28 フクロウの森(2)

 大木の根元に、旅姿の男がいた。地面に手をついてうなだれている。

「うう……」

 時々、苦しそうな声を出す。弱っているようだった。

 陽が落ちる頃である。だんだん周囲が暗くなってきた。

 男は弱々しい様子でそこにいた。

 巨大な鳥が飛びかかってきた。

 フクロウの魔物、モッケーだった。

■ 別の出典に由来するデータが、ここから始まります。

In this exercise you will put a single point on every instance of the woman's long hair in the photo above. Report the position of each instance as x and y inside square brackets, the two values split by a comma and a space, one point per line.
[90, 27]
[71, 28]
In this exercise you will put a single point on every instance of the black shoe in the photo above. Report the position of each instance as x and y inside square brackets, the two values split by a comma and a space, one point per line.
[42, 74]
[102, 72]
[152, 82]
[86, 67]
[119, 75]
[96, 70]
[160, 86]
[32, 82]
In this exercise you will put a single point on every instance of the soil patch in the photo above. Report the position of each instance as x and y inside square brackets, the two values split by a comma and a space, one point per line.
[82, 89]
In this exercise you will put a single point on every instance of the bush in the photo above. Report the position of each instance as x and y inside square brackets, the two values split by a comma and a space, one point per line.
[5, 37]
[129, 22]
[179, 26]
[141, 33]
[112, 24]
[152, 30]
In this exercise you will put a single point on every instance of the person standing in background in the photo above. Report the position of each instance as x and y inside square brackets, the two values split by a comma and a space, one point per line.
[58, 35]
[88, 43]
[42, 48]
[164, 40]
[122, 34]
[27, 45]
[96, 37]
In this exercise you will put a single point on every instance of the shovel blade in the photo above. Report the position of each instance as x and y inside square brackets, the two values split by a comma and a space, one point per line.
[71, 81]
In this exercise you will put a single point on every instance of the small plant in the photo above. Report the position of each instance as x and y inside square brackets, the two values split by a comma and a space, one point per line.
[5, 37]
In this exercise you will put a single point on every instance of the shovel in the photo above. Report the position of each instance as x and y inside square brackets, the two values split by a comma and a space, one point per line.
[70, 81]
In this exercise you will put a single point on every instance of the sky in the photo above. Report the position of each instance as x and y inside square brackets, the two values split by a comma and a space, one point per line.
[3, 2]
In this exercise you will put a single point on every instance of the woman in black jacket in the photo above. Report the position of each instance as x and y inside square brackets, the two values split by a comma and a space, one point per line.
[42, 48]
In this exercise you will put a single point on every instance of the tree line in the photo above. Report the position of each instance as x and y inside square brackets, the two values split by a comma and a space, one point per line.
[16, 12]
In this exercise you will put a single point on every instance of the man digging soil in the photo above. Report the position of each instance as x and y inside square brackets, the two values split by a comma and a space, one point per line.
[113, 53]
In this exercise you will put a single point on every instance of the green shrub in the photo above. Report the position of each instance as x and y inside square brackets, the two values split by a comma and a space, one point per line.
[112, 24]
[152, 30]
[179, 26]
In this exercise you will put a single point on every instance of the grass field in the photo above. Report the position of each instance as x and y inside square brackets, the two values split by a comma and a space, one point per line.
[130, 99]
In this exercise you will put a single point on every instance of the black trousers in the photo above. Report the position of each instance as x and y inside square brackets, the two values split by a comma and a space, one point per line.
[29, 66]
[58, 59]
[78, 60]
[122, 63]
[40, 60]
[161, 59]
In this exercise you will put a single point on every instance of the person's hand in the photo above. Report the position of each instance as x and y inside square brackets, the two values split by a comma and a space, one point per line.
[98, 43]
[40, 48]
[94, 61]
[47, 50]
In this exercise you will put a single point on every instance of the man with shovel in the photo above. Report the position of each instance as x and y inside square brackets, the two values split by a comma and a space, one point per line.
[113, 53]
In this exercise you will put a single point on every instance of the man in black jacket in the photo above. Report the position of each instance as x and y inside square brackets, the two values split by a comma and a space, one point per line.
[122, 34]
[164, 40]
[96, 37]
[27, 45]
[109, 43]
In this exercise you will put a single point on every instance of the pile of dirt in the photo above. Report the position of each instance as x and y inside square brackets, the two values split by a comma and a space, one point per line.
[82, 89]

広げた羽の幅は人の背丈よりはるかに大きい。大きな目で凝視しながら、旅の男をかぎ爪でつかんだ。

 男が空中に持ち上がった。

「わーっ!」

 だが、少し上がったところで動きが止まった。男の体は木の根に太いロープで結びつけられていた。ロープがぴんと貼って、上昇できなくなった。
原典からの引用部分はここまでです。